Lyrically, High As Hope provides the most personal and poignant moments from Welch so far. Grace perhaps is the finest example of this. A song to her younger sister, Grace recites Welch’s lowest and most selfish moments, recalling Florence’s more experimental times with walls melting and the presence of mermaids everywhere; an allusion to drug consumption ruining her younger sisters birthday. Grace also talks of Florence trying to make her mouther proud and hints at her dyslexia. So candidly discussing these imperfections is what makes Grace so perfect. Watching Florence serenely leap around the biggest stages in the world makes it difficult to realise sometimes that she is of course just like you and I, human, and naturally flawed. Much the same can also be said for South London Forever. The opening in particular pinpoints The Joiners Arms, a pub Florence used to attend, and her evenings ‘with the art students and the boys in bands high on E and holding hands with someone that I just met’. The lack of mysterious metaphor leaves a refreshingly understandable and relatable lyric that is both honest and straightforward. Whilst critics may argue the album is too personal in places, as an established name, these pinpoints provide an interesting insight into the life behind the name.

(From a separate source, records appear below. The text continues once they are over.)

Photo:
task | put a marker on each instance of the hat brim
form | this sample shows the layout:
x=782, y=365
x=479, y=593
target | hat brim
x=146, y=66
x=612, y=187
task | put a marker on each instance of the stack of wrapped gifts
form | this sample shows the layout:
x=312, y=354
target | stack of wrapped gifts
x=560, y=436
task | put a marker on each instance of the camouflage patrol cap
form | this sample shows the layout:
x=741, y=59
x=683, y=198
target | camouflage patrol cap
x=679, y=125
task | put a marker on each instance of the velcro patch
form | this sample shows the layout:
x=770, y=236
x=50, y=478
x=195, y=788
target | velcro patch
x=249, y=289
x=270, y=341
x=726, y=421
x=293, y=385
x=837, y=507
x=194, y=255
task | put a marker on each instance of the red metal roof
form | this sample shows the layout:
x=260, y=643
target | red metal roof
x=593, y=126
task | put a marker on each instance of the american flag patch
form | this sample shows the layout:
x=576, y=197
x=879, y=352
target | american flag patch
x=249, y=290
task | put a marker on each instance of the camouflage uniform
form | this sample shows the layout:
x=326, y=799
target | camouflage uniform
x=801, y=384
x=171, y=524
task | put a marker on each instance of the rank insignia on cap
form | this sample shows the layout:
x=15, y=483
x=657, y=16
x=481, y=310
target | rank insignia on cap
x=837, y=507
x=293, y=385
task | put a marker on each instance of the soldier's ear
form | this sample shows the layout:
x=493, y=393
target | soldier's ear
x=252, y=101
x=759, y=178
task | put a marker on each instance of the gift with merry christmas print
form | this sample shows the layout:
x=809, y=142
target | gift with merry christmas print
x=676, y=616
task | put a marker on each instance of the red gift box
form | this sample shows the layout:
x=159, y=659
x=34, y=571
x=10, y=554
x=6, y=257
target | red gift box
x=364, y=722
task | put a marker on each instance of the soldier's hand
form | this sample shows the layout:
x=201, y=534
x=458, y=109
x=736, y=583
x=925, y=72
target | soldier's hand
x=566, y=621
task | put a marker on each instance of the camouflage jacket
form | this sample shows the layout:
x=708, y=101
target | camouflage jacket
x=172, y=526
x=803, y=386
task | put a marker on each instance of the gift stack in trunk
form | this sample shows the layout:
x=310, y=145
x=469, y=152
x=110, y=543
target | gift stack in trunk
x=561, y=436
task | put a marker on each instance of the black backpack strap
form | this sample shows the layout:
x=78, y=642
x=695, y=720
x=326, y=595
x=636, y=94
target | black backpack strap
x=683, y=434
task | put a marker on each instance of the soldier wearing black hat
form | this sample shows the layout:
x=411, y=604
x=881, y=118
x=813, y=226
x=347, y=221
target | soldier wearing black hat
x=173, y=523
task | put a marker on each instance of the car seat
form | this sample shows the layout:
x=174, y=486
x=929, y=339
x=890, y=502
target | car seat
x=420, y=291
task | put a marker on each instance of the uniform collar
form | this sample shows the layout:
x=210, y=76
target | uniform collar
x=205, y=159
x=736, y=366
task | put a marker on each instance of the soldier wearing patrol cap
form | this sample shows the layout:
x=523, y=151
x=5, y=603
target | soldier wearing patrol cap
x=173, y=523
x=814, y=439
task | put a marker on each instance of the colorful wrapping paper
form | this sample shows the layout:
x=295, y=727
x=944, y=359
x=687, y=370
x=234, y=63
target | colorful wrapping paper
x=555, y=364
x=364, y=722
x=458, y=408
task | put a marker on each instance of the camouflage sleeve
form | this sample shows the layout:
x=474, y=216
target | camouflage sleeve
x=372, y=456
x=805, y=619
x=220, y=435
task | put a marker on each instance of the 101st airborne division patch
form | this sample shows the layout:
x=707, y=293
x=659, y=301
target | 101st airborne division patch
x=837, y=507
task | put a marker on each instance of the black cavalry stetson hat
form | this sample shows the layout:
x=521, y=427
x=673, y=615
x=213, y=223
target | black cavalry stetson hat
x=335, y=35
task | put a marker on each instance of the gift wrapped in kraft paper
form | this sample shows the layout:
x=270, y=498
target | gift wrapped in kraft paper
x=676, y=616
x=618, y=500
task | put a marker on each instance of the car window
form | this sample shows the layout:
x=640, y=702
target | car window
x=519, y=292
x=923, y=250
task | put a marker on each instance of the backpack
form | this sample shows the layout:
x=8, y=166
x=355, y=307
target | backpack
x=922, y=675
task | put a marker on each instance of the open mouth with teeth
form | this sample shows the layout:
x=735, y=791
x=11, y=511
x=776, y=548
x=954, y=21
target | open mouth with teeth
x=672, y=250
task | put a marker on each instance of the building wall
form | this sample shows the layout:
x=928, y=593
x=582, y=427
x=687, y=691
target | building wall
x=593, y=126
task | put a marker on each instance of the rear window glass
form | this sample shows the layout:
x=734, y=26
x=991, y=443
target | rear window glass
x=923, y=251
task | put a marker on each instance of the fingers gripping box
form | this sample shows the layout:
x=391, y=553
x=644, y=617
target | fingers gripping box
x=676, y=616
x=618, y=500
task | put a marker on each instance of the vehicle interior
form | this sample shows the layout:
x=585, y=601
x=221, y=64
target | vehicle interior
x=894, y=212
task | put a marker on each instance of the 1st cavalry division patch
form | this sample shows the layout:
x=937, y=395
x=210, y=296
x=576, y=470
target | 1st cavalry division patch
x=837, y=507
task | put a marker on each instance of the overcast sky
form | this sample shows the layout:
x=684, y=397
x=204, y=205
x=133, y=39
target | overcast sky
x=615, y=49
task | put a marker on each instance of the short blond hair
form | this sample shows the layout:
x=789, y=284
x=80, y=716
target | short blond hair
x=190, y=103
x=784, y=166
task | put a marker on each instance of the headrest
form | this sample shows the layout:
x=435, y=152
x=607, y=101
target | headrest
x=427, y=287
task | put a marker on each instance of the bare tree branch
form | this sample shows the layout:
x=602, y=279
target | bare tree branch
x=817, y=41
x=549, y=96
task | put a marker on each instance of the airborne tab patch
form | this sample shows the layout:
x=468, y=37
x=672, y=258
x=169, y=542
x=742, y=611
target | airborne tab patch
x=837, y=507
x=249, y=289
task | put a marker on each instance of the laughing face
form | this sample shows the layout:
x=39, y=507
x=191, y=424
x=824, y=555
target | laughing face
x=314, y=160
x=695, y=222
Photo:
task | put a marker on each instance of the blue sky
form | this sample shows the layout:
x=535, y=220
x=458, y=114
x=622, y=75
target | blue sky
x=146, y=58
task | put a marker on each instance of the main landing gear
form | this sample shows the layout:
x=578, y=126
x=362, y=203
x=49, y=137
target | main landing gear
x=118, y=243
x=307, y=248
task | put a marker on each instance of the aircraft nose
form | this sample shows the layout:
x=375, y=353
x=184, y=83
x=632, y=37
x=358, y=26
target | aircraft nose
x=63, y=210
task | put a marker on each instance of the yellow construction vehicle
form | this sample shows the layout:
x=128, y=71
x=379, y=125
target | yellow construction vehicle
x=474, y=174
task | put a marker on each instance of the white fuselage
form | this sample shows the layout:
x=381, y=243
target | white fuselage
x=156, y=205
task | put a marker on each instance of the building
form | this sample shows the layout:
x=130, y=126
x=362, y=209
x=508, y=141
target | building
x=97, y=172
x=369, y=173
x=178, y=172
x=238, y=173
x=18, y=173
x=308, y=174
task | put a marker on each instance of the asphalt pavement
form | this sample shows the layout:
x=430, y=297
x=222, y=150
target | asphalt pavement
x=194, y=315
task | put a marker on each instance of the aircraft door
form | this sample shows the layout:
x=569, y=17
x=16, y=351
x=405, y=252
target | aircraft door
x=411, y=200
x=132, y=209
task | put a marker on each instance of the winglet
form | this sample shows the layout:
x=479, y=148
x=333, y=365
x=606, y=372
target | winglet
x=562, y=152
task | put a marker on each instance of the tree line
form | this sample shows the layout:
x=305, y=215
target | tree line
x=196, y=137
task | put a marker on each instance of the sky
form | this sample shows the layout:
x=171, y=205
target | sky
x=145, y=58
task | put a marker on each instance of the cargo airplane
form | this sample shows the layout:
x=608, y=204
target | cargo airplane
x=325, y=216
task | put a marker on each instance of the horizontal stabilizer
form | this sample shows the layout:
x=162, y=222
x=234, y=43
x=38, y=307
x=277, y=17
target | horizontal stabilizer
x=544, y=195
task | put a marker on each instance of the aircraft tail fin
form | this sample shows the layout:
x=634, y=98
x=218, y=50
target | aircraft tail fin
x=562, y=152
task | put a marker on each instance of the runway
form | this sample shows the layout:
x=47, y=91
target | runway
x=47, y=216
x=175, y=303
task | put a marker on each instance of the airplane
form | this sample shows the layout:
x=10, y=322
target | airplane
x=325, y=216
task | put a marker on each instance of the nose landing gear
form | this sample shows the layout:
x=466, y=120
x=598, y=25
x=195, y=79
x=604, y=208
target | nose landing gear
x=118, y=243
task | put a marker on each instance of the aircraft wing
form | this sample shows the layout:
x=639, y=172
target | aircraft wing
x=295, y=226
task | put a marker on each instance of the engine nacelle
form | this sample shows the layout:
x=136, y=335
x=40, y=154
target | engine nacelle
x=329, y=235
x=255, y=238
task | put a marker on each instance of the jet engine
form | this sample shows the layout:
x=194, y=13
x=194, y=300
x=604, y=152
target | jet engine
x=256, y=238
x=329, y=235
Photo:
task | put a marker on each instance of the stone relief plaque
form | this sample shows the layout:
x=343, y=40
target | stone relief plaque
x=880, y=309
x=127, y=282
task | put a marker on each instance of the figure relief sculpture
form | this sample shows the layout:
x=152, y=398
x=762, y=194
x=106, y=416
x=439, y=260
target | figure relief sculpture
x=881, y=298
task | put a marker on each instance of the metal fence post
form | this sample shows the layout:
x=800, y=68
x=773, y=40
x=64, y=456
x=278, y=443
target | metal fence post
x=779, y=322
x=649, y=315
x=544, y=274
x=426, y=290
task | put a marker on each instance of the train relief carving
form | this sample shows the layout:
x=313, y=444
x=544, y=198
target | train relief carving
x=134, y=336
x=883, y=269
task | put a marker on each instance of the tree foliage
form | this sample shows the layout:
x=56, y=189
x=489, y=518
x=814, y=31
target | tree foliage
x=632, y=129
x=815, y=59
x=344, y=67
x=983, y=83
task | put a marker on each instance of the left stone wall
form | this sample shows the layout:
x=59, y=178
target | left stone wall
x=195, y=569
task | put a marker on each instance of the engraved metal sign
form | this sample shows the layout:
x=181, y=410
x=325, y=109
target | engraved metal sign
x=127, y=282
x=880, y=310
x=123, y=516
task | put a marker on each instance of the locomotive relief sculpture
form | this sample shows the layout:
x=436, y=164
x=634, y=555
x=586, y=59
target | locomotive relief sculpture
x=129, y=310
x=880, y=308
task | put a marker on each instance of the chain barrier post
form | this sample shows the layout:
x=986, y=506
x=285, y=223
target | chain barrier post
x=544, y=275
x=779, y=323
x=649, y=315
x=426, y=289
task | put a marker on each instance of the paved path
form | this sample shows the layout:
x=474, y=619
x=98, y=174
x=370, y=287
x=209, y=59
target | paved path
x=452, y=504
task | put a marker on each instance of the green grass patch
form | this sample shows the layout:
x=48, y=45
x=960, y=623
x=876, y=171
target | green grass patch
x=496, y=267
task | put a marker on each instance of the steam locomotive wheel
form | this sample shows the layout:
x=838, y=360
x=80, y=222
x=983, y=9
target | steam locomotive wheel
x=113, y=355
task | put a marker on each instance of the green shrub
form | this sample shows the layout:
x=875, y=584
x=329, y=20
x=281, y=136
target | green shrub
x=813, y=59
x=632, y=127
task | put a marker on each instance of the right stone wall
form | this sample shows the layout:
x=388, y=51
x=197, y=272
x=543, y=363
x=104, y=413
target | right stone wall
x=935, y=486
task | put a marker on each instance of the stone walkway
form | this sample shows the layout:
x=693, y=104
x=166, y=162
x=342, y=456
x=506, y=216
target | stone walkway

As a fan of Florence, this was an anticipated release and one which hasn’t disappointed. Dare I say it, Florence for me is a more contemporary, approachable and mainstream silhouette of the mesmerising Kate Bush. By pushing the boundaries of modern pop music, vocally, musically and in places lyrically, Welch is almost replicating the skills of Bush, albeit with far more confined boundaries, thus allowing a greater appeal for the radio and to festivals. In the swamp of uninventive sell-out music charts, Florence has remained refreshing. At the core, Florence and the Machine are an “indie” rock band, yet Welch’s ability to appeal across the board has made her a global star. High As Hope may test some of her fans, but it will certainly keep them intrigued. Comparatively to her previous releases, High As Hope is neither better nor worse than any of them. Personally, I rate all four albums roughly equally. They all have something slightly different to offer, all with their strengths and weaknesses. Whether Florence will continue down this slight detour is a mystery, but if she does, the future will certainly be interesting.